FICHA TÉCNICA



Título obra Los negros pájaros del adiós

Autoría Óscar Liera

Dirección Ivette Moreno Fabela

Elenco Kenya Rocha, Elvia Luna, Mariana Velazco

Espacios teatrales Carpa Geodésica




Título obra Los negros pájaros del adiós

Autoría Óscar Liera

Dirección Ivette Moreno Fabela

Elenco Kenya Rocha, Elvia Luna, Mariana Velazco

Espacios teatrales Carpa Geodésica




Cómo citar Rabell, Malkah. "Los negros pájaros del adiós de Óscar Liera". El Día, 1989. Reseña Histórica del Teatro en México 2.0-2.1. Sistema de información de la crítica teatral, <criticateatral2021.org>



TRANSCRIPCIÓN CON FORMATO

imagen facsimilar

El Día

Columna Se alza el telón

Los negros pájaros del adiós de Óscar Liera

Malkah Rabell

Parece título de un poema. Pero no lo es. Pertenece a una breve obrita de Óscar Liera, el dramaturgo sinaloense, probablemente el más brillante de la nueva generación de autores mexicanos, que la ha escrito especialmente para un grupo teatral –probablemente de aficionados– que actuaba en Mazatlán. El autor tomó en cuenta las posibilidades de cada miembro del grupo. Y corno había entre éste una francesa, le escribió un papel de tal e impuso al personaje unos cortos parlamentos en francés. Desde luego la actriz original dominaba el idioma y tal vez ese detalle resultaba simpático. Pero la actual intérprete –no sé si es Kenya Rocha o Elvia Luna, ya que se anuncia a las dos en el programa de mano–, lo habla pésimamente y ese rasgo se hace desagradable y puede a todas luces ser suprimido. El reparto consiste en tres mujeres y un solo hombre. Una mesera de cafetería, una juvenil estudiante y maestra, la francesa, que debe ser ya una mujer madura, mas, quien en la presente representación es una intérprete joven y bonita. Isabel, enamorada de un muchacho adolescente, Gilberto. El breve drama surge de este amor entre un muchacho soñador, lleno de fantasías a veces macabras, o simplemente drogadictas, y la mujer madura que choca constantemente tanto con las locuras del joven como con sus infidelidades que tal vez no sean tales sino necesidades de juegos juveniles con una amiga de su misma edad, Angélica, interpretada por Mariana Velazco.

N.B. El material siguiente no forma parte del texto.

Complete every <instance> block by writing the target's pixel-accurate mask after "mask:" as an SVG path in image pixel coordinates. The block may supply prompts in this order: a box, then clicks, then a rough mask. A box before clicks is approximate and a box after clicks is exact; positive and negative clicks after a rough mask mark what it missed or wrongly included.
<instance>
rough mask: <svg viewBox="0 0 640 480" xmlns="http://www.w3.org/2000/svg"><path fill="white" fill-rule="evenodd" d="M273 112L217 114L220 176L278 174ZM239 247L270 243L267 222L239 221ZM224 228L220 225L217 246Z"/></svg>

Completa el elenco la mesera que debe ser un papel bastante cómico, pero que en la interpretación de la juvenil Patricia Neri se pierde por completo.

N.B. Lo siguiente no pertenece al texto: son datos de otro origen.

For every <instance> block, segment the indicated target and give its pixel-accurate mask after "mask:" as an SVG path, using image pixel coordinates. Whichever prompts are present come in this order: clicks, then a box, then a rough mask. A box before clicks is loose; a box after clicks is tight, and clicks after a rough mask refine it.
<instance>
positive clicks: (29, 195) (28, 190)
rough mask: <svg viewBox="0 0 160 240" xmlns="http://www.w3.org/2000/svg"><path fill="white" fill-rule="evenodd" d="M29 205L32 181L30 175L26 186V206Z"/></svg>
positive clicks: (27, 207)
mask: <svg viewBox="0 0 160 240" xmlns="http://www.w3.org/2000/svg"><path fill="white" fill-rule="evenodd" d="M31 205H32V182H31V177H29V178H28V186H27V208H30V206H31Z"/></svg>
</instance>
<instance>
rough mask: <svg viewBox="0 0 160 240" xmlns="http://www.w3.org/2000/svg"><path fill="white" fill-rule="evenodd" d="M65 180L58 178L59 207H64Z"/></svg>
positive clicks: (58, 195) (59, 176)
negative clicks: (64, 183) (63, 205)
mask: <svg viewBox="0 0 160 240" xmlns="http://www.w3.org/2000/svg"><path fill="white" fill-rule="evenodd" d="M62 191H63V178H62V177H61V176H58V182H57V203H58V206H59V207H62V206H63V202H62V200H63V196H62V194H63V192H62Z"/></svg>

La obra de Óscar Liera Los negros pájaros del adiós, no es un drama, ni tampoco una comedia. Es difícil colocarla en un determinado género dramático. Más bien lo llamaría un juego poético que no deja de ser simpático y que en manos de una buena dirección y de actores competentes podría imponerse como un teatro de calidad. Tal no es el caso, aunque el autor tiene todas las virtudes para ello, y en 1988 ha sido premiado por la Asociación Mexicana de Críticos de Teatro como el mejor dramaturgo nacional por su obra Dulce Compañía. En cuanto a Los negros pájaros del adiós bajo la dirección de lvette Moreno Fabela a se transforma en una larga serie de entradas y salidas absolutamente inútiles, cuando las escenas lo que exigen a gritos es tan sólo un cambio de áreas en el escenario, permaneciendo los personales en los lugares donde estaban. Los actores a todas luces resultan unos principiantes y no se les puede pedir mucho.En resumidas cuentas una buena pieza poética, con muchos elementos de misterio echada a perder.

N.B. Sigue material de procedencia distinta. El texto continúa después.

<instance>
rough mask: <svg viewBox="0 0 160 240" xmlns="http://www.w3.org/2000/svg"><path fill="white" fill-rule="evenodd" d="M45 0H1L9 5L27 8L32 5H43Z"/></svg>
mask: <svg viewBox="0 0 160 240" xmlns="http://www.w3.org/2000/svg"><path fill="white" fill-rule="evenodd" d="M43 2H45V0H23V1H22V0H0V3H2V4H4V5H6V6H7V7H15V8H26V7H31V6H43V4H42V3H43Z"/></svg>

Tales casos se repiten con exceso y surge la pregunta: ¿Más vale tener teatros, grupos y grupúsculos numerosos aunque de poca calidad, o al revés: menos cantidad y más calidad? Sobre todo cuando se trata de tantos grupos sin preparación sólida en el campo del arte teatral, que encuentran refugio en salas que abren sus puertas a todos los candidatos, como en el presente caso la Carpa Geodésica, la que en ei principio de sus actividades tenía fama por las virtudes de sus espectáculos y que en los últimos tiempos empieza a perder su buen nombre por admitir sin mayor distinción a cualquier grupo. Quizá a los teatros independientes y a los grupos de amateurs tendríamos el derecho de exigirles aún más dedicación que a los profesionales. Estos últimos viven de su trabajo escénico, y a menudo se ven obligados a descuidar la calidad de las puestas y sobre todo la de los textos, por necesidades económicas y de las prisas de su trabajo. En cambio los grupos que no viven de sus apariciones en el foro tendrían la obligación de cuidar mayormente sus montajes que dependen del todo de los conocimientos del director así como de los méritos de los textos... Y volvernos a la afirmación y a la esperanza: menos cantidad y más calidad.